Ireland’s system is quite easy to navigate. There is, effectively, universal healthcare with the worst-off being accorded a full suite of care and treatment free at the point of need and everyone else investing in relatively inexpensive insurance. All care is a fraction of US-style prices even for self-payers. VHI is the state-backed insurer, though Aviva is a key rival and there are many others willing to queue up to take your just-in-case money.

Transport

Dublin is well-served by an international airport and the Irish diaspora has meant easy travel to the US, Australia and Middle East as well as most major European destinations.

Traffic can be congested especially in the morning and evening rush-hours as many Dublin workers live well outside the area. The M50 motorway provides a pretty effective toll-based road between Dublin and Cork (although you would not be wise to try and live in one and work in the other even now as it will still add a five-hour round trip to your day) and the M1 runs North-South between Dublin and Belfast, turning what was once a three or four hour trip in the early 1990s into a 90-120 minute ride now.

Public transport is improving across Ireland and in Dublin itself, buses and a zippy tram network (called An Luas) whisk people to all points of Greater Dublin with speed, ease and frequency along dedicated lanes and tracks which get priority.

The best advice one can give about affordable parking in Dublin city centre is “Don’t even hope”. Permanent parking spaces were changing hands for a solid six figures during the boom-times.

All That Said…

Dublin has the craic in spades, but don’t be fooled: this is a serious place of business, with everyone who’s anyone in tech or international trade having their European HQ or, at least, a significant presence, in the city. It offers the classic Irish welcome to industry on very easy terms, with among the lowest corporation tax in the EU, and regards expats as both international friends to be embraced and serious investors into an economy that has learned how to look after itself the hard way.

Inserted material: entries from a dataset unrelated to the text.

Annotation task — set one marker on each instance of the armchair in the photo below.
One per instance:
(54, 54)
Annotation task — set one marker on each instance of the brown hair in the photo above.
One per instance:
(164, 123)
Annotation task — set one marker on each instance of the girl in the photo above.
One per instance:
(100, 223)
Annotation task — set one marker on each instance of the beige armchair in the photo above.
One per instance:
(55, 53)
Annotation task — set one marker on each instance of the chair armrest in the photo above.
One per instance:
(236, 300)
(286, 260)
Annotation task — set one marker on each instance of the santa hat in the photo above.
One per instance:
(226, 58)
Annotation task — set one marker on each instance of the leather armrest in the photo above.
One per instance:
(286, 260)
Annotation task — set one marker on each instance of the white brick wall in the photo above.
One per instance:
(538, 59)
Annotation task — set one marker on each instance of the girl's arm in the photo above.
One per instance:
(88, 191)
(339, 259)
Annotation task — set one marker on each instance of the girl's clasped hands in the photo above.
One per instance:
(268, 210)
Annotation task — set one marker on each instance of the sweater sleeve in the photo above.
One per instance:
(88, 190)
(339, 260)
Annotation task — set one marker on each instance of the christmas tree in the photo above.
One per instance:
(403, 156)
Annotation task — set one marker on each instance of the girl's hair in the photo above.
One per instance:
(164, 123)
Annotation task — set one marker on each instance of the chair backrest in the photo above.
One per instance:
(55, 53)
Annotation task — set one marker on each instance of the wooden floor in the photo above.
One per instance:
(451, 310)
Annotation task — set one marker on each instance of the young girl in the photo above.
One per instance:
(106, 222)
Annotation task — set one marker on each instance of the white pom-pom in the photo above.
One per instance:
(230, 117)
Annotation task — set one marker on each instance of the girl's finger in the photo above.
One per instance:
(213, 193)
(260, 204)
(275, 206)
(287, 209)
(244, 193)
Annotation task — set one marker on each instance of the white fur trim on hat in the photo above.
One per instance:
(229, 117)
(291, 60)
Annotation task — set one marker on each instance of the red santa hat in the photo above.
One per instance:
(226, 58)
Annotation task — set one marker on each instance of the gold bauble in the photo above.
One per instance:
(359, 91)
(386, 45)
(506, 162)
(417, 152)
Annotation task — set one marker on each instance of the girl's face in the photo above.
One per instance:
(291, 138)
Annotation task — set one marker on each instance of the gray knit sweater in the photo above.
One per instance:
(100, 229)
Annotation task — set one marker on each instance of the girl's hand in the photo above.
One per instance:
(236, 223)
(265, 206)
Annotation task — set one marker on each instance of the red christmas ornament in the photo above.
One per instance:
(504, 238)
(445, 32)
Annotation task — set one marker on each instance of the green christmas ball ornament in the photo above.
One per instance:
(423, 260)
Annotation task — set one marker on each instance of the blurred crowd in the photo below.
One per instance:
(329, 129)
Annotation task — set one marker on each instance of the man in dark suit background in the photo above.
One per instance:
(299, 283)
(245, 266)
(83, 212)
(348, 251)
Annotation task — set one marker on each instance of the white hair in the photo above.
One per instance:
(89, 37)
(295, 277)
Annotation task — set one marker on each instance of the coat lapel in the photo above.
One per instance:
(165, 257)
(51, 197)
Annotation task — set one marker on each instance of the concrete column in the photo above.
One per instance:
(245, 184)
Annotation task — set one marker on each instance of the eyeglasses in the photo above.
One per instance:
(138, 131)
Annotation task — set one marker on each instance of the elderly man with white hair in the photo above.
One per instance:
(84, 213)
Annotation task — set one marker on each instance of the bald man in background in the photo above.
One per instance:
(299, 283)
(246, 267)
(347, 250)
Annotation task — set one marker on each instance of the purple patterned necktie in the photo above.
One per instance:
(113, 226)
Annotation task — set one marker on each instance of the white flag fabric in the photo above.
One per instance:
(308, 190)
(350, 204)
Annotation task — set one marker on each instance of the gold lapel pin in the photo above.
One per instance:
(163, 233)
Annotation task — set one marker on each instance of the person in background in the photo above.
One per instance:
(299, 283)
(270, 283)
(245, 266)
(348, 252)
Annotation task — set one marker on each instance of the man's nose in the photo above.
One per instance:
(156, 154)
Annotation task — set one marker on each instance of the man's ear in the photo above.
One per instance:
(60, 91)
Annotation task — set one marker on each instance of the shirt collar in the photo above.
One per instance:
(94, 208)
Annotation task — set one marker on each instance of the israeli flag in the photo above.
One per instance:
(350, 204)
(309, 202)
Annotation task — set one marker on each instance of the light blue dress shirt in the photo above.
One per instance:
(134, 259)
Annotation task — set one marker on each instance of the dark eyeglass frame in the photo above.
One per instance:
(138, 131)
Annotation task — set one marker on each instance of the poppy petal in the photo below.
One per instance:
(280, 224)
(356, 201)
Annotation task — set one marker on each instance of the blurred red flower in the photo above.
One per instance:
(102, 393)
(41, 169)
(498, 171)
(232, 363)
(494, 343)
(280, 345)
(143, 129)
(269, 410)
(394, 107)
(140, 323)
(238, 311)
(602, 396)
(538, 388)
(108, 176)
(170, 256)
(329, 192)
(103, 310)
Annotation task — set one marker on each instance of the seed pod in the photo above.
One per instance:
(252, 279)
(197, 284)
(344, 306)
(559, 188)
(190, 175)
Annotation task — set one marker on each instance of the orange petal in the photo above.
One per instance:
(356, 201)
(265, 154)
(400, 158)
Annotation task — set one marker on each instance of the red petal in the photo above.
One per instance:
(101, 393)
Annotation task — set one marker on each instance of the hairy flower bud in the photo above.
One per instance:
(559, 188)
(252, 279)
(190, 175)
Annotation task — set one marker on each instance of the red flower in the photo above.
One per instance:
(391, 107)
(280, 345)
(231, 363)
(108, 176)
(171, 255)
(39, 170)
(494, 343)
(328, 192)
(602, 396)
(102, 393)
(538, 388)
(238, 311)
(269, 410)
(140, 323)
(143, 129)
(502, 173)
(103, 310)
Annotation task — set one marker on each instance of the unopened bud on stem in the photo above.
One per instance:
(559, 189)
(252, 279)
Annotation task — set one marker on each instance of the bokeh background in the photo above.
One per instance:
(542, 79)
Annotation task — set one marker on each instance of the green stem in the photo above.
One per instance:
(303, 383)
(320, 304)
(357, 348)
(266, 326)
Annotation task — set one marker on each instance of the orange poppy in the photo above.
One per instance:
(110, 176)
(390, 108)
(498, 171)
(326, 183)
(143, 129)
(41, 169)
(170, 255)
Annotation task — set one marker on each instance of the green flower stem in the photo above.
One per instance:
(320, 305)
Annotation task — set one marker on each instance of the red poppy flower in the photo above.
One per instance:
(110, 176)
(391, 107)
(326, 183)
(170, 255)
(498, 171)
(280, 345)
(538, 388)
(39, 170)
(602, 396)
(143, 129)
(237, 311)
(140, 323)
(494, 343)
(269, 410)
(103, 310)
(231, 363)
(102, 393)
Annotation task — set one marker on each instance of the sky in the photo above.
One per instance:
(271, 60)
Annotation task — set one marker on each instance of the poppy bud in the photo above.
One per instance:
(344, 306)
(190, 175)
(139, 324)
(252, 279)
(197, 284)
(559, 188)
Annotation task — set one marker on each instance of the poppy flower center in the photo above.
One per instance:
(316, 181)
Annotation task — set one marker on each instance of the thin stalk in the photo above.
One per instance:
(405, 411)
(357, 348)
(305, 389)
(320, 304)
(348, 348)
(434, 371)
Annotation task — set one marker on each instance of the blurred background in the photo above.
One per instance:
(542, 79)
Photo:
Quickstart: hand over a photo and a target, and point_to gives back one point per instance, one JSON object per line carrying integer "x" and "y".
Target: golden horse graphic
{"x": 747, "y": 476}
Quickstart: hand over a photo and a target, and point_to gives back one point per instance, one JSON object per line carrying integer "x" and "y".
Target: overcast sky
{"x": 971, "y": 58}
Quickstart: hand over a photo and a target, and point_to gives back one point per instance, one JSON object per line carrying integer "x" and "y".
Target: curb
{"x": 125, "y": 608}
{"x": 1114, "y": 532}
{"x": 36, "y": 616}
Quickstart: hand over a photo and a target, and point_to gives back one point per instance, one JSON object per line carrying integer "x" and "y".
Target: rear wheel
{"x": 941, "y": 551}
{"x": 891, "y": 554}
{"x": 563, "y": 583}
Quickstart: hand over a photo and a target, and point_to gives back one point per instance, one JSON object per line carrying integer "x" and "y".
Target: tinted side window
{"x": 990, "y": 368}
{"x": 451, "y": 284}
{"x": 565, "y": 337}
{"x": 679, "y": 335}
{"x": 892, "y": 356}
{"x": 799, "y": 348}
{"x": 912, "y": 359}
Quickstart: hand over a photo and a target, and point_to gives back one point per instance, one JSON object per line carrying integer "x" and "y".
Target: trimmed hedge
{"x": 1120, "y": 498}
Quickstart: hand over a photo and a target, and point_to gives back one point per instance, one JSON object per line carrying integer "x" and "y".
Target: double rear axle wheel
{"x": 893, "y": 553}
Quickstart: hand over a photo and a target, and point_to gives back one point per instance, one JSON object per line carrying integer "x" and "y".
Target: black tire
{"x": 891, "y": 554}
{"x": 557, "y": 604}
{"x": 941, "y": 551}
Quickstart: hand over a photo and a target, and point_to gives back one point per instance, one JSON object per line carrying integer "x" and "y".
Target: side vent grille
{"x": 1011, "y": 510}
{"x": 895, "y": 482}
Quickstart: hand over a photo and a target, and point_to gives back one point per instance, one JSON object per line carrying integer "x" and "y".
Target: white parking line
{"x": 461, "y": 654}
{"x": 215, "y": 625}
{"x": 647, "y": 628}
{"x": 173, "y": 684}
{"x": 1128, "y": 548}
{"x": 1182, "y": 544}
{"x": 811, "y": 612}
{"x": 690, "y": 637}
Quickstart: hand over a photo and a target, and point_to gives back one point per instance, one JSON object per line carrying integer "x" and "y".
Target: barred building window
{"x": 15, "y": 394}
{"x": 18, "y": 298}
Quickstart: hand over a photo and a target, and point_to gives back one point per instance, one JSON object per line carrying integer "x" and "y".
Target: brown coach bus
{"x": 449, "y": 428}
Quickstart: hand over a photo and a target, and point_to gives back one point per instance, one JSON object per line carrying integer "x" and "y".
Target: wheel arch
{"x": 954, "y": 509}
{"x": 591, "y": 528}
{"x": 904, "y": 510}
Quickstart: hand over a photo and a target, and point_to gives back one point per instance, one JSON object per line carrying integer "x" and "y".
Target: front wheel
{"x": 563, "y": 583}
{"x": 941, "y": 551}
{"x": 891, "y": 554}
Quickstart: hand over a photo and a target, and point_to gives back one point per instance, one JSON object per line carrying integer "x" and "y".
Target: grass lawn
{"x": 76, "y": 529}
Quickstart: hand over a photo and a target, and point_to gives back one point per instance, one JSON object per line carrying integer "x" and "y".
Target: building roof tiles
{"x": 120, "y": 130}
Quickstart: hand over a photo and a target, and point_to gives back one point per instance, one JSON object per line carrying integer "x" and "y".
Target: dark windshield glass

It’s a vibrant, punchy city with stacks for families and one of the most lauded education systems in the west. It is still rough around the edges in places, and, with the country not even 100 years old, it still has lessons to learn, but with Dublin’s place on the doorstep of a nation rich in history, beauty and culture, with its face turned proudly towards Europe and the wider world, you should find a home to love among the tongue-in-cheek whimsy.